In the “Preliminary Data” section, I really liked that the Reflection came before the actual data. It was very helpful when looking at the data, because I knew what the different results meant. I liked the comparisons to the Rayleigh and Debye methods, except that would have been more beneficial if a short description of each of those were included.

In the “Conclusion,” the step-by-step walkthrough of the Mathematica procedure is quite clear and easy to follow, and I like the comments regarding the change of plans (modeling the extinction coefficient instead of the asymmetry parameter).
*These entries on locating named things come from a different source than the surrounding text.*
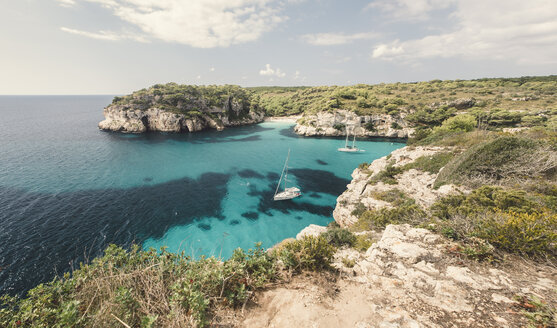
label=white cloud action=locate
[259,64,286,77]
[372,0,557,64]
[62,0,286,48]
[56,0,75,7]
[301,32,379,46]
[366,0,457,20]
[60,27,148,42]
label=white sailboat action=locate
[273,149,302,200]
[337,129,365,153]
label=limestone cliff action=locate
[333,146,465,227]
[99,105,263,133]
[294,110,414,138]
It would be helpful to briefly restate what the coefficients represent and how they relate to Mie scattering, and the physical meanings of each.

This project was really great to read, and interesting and relevant. I learned quite a bit about light scattering! My suggestions are purely organizational and for clarification purposes. Great job.

Jenny MagnesI am glad you got the Mie scattering to work here. You do need to label your axis and include units. Also your first Mathematica file does not yield any results. Please check.